Chapter 25. Authentication and Interoperability

Directory Server now supports certificates with all ciphers supported by NSS

Due to a restriction in Directory Server, administrators could only use RSA and Fortezza ciphers. As a consequence, certificates created with a different cipher, such as ECC certificates, were not supported. This update removes this restriction. As a result, administrators can now use certificates with all ciphers supported by the underlying Network Security Services (NSS) database when configuring TLS in Directory Server. (BZ#1582747)

Directory Server correctly generates the CSN

In a Directory Server replication topology, updates are managed by using Change Sequence Numbers (CSN) based on time stamps. New CSNs must be higher than the highest CSN present in the replica update vector (RUV).

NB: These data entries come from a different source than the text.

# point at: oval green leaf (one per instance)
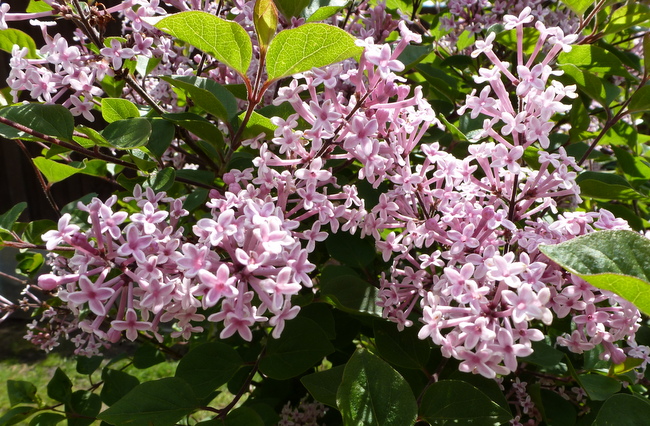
(207, 94)
(54, 171)
(617, 261)
(306, 47)
(208, 366)
(302, 345)
(323, 385)
(457, 402)
(373, 393)
(114, 109)
(225, 40)
(8, 219)
(606, 186)
(402, 348)
(161, 402)
(127, 134)
(52, 120)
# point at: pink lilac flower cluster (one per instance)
(305, 414)
(476, 15)
(462, 234)
(475, 279)
(134, 272)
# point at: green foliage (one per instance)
(128, 133)
(302, 344)
(209, 366)
(441, 404)
(8, 219)
(373, 393)
(118, 109)
(51, 120)
(12, 37)
(306, 47)
(617, 261)
(207, 94)
(226, 41)
(162, 402)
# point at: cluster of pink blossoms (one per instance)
(487, 283)
(462, 263)
(243, 259)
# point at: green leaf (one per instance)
(620, 134)
(557, 411)
(8, 219)
(16, 415)
(161, 180)
(646, 53)
(319, 10)
(544, 355)
(53, 170)
(85, 405)
(147, 356)
(373, 393)
(29, 263)
(114, 109)
(578, 6)
(627, 16)
(265, 19)
(344, 289)
(623, 410)
(59, 387)
(402, 348)
(323, 385)
(209, 366)
(113, 87)
(161, 402)
(86, 365)
(117, 383)
(21, 392)
(36, 6)
(598, 387)
(207, 94)
(225, 40)
(350, 249)
(34, 230)
(640, 100)
(197, 125)
(457, 402)
(616, 261)
(596, 88)
(593, 58)
(127, 134)
(302, 344)
(46, 419)
(11, 37)
(306, 47)
(162, 134)
(243, 416)
(195, 199)
(606, 186)
(52, 120)
(291, 8)
(94, 138)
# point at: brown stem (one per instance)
(86, 152)
(611, 121)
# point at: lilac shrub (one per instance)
(335, 222)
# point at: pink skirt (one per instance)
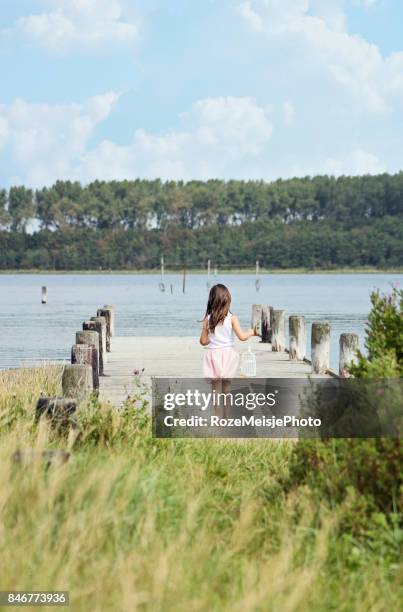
(220, 363)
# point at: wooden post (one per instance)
(267, 317)
(278, 331)
(59, 410)
(106, 312)
(297, 335)
(91, 337)
(348, 345)
(112, 318)
(256, 319)
(77, 381)
(87, 354)
(257, 279)
(50, 457)
(320, 347)
(102, 331)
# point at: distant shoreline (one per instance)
(179, 272)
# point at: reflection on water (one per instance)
(30, 331)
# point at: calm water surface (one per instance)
(31, 332)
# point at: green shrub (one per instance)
(366, 475)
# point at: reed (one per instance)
(135, 523)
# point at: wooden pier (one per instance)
(111, 366)
(180, 357)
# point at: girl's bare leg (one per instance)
(216, 387)
(225, 386)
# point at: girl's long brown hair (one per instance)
(219, 301)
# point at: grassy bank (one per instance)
(179, 271)
(131, 522)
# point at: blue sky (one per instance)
(182, 89)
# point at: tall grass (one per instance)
(130, 522)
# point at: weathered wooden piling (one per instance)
(256, 320)
(91, 337)
(106, 312)
(59, 410)
(320, 347)
(267, 318)
(87, 354)
(96, 326)
(102, 331)
(77, 381)
(348, 345)
(297, 337)
(278, 331)
(111, 318)
(26, 457)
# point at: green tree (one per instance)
(20, 207)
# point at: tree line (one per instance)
(302, 222)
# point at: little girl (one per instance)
(219, 329)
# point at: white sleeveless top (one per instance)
(223, 336)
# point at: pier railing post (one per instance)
(256, 320)
(59, 410)
(297, 336)
(77, 381)
(278, 331)
(87, 354)
(111, 318)
(91, 337)
(348, 346)
(106, 313)
(267, 316)
(320, 347)
(101, 321)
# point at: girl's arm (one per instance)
(239, 332)
(204, 341)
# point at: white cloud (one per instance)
(289, 113)
(218, 137)
(45, 142)
(72, 24)
(316, 30)
(355, 162)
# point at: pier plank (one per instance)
(179, 357)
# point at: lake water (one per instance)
(31, 332)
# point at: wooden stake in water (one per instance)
(320, 347)
(257, 279)
(297, 337)
(162, 283)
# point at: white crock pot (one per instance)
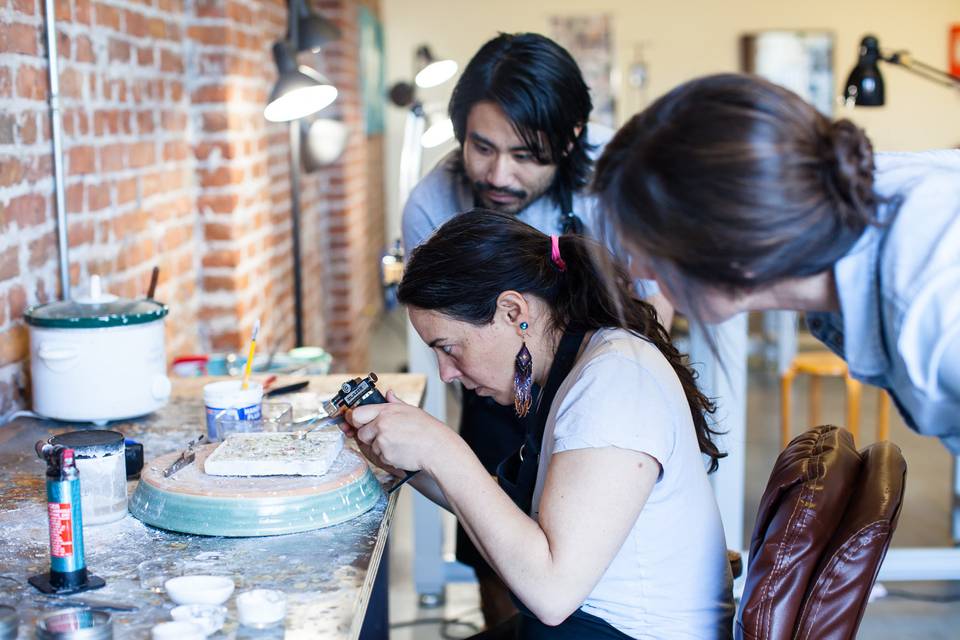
(98, 358)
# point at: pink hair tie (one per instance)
(555, 253)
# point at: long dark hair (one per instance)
(738, 182)
(539, 87)
(463, 267)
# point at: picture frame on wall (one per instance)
(801, 61)
(589, 39)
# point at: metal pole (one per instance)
(295, 219)
(293, 9)
(57, 134)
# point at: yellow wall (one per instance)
(687, 38)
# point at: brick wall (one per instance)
(169, 162)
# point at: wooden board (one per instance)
(191, 501)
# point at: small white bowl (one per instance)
(199, 589)
(210, 617)
(261, 608)
(177, 631)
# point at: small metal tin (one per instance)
(9, 622)
(74, 624)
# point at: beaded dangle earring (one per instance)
(523, 377)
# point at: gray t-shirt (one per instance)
(671, 577)
(444, 193)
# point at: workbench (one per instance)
(327, 574)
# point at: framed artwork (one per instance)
(373, 91)
(953, 49)
(588, 39)
(801, 61)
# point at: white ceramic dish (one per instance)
(177, 631)
(261, 608)
(210, 617)
(199, 589)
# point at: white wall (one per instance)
(687, 38)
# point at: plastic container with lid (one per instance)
(74, 624)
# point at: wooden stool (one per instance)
(818, 364)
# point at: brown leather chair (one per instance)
(823, 527)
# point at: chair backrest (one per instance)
(823, 527)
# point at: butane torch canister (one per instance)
(68, 569)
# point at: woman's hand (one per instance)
(395, 435)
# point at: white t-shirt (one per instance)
(671, 578)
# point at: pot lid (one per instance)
(95, 309)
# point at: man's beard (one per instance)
(520, 198)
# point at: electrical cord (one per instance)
(446, 625)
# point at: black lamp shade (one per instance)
(865, 84)
(295, 94)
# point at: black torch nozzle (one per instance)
(52, 453)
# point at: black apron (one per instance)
(517, 476)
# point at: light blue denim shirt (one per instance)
(899, 293)
(443, 194)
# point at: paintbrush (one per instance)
(253, 348)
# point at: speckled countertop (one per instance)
(327, 574)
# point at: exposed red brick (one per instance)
(113, 157)
(145, 56)
(82, 11)
(136, 24)
(126, 191)
(81, 233)
(27, 210)
(81, 160)
(107, 16)
(31, 83)
(119, 50)
(16, 37)
(41, 251)
(98, 196)
(218, 231)
(11, 172)
(28, 7)
(10, 263)
(170, 62)
(14, 345)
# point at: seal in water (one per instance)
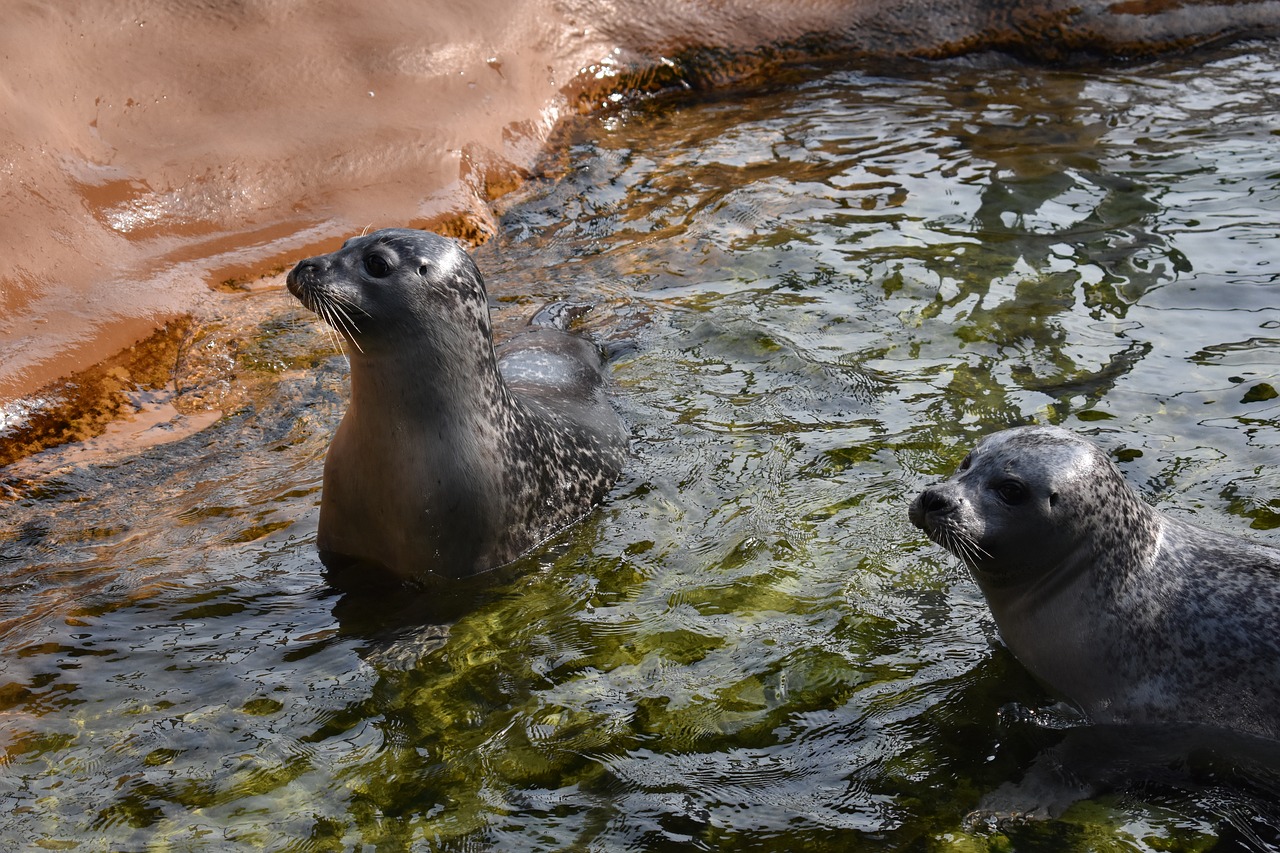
(1133, 615)
(451, 460)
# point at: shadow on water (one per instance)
(836, 284)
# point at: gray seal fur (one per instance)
(451, 460)
(1130, 614)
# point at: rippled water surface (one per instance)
(835, 288)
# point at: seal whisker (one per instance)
(341, 320)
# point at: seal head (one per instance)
(449, 460)
(1133, 615)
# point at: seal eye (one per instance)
(1011, 492)
(376, 267)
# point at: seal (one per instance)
(449, 460)
(1130, 614)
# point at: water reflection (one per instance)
(835, 286)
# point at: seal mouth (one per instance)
(305, 282)
(935, 514)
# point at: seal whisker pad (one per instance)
(451, 459)
(1133, 615)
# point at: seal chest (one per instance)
(449, 460)
(1133, 615)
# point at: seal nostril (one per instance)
(933, 501)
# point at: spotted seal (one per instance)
(451, 459)
(1133, 615)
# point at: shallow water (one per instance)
(836, 286)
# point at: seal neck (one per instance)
(412, 387)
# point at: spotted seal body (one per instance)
(1130, 614)
(449, 460)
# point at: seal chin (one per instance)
(937, 514)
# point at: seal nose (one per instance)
(927, 502)
(302, 276)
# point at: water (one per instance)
(835, 286)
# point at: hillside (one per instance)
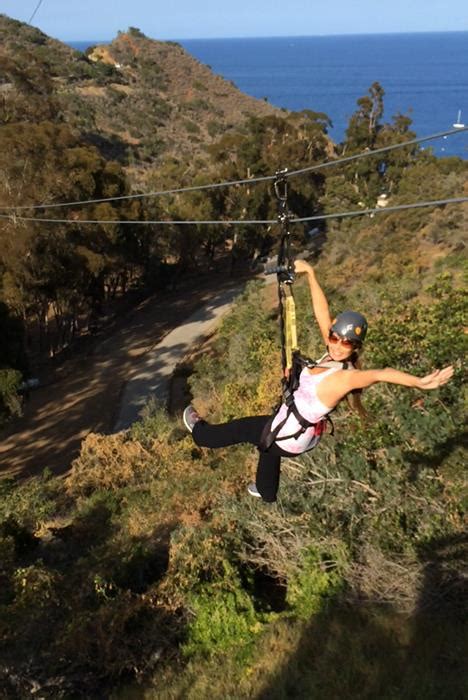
(149, 564)
(137, 99)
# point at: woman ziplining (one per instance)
(313, 390)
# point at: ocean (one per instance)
(423, 75)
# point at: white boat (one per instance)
(458, 124)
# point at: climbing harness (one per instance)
(292, 361)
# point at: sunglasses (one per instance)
(334, 339)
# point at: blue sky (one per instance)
(183, 19)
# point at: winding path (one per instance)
(155, 369)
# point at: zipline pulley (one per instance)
(285, 275)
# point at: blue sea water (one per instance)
(423, 75)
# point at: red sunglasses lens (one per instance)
(333, 338)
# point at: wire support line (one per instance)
(377, 151)
(381, 210)
(146, 195)
(220, 222)
(232, 183)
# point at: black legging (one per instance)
(246, 430)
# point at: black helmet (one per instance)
(350, 325)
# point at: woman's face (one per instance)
(339, 348)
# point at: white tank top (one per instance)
(309, 406)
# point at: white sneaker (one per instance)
(253, 491)
(190, 418)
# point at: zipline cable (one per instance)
(219, 222)
(377, 151)
(231, 183)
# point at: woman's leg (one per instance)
(232, 433)
(245, 430)
(268, 473)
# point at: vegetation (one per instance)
(148, 572)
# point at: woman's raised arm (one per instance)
(319, 300)
(335, 387)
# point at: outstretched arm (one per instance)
(364, 378)
(319, 300)
(335, 387)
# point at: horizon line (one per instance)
(279, 36)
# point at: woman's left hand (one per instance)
(436, 379)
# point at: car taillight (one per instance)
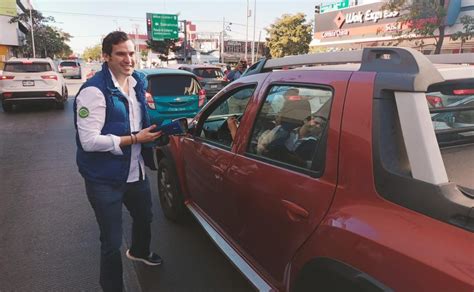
(149, 100)
(50, 77)
(463, 91)
(202, 97)
(294, 97)
(435, 101)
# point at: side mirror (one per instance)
(176, 127)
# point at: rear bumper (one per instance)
(72, 74)
(17, 97)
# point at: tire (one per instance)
(319, 280)
(59, 105)
(171, 199)
(7, 107)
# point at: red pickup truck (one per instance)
(325, 172)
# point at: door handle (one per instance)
(295, 212)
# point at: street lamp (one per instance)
(254, 25)
(247, 30)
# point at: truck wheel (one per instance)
(171, 199)
(7, 107)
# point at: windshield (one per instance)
(208, 72)
(27, 67)
(452, 115)
(69, 64)
(173, 85)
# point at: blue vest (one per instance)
(105, 167)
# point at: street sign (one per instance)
(334, 6)
(163, 26)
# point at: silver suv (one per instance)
(26, 80)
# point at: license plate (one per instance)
(28, 83)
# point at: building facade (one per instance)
(12, 35)
(370, 25)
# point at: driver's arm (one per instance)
(232, 124)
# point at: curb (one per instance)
(130, 277)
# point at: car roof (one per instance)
(195, 66)
(16, 60)
(448, 71)
(165, 71)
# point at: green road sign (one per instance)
(334, 6)
(163, 26)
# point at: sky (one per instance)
(89, 20)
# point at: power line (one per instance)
(135, 18)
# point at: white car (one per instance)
(71, 69)
(28, 80)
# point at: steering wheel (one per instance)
(223, 132)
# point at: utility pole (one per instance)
(222, 40)
(258, 44)
(247, 30)
(32, 31)
(254, 24)
(137, 47)
(185, 42)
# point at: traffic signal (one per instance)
(148, 24)
(317, 9)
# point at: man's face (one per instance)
(122, 60)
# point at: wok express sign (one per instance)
(369, 15)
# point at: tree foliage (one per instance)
(49, 41)
(289, 35)
(468, 30)
(93, 53)
(421, 18)
(163, 48)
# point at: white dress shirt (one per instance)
(89, 128)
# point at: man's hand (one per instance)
(147, 135)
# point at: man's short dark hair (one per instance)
(113, 38)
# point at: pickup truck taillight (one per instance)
(149, 100)
(463, 91)
(50, 77)
(435, 101)
(202, 97)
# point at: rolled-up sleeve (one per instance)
(90, 121)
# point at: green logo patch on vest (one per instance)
(83, 112)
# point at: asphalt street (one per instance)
(49, 240)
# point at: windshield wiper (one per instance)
(466, 191)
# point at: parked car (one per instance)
(172, 94)
(211, 77)
(334, 180)
(30, 81)
(70, 68)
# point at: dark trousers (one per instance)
(106, 200)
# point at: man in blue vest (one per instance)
(111, 125)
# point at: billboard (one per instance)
(8, 7)
(162, 27)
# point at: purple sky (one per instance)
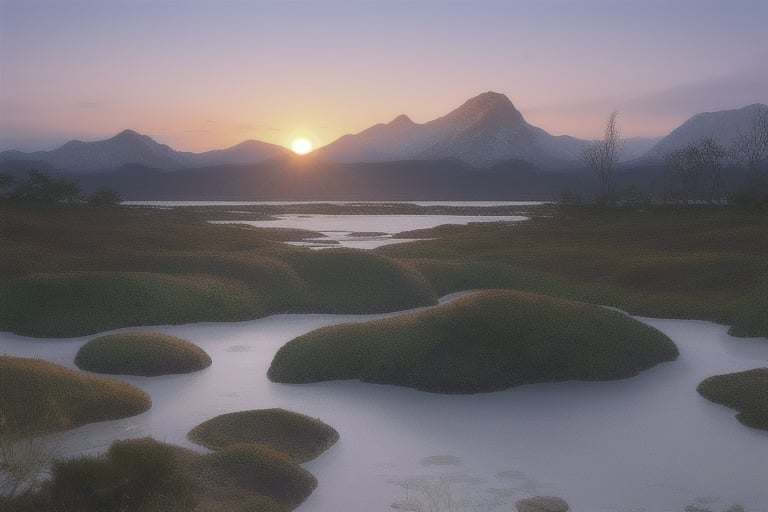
(205, 74)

In case the server generates a new CSN in the same second as the most recent CSN, the sequence number is increased to ensure that it is higher. However, if the most recent CSN and the new CSN were identical, the sequence number was not increased. In this situation, the new CSN was, except the replica ID, identical to the most recent one. As a consequence, a new update in the directory appeared in certain situations older than the most recent update. With this update, Directory Server increases the CSN if the sequence number is lower or equal to the most recent one. As a result, new updates are no longer considered older than the most recent data. (BZ#1559945)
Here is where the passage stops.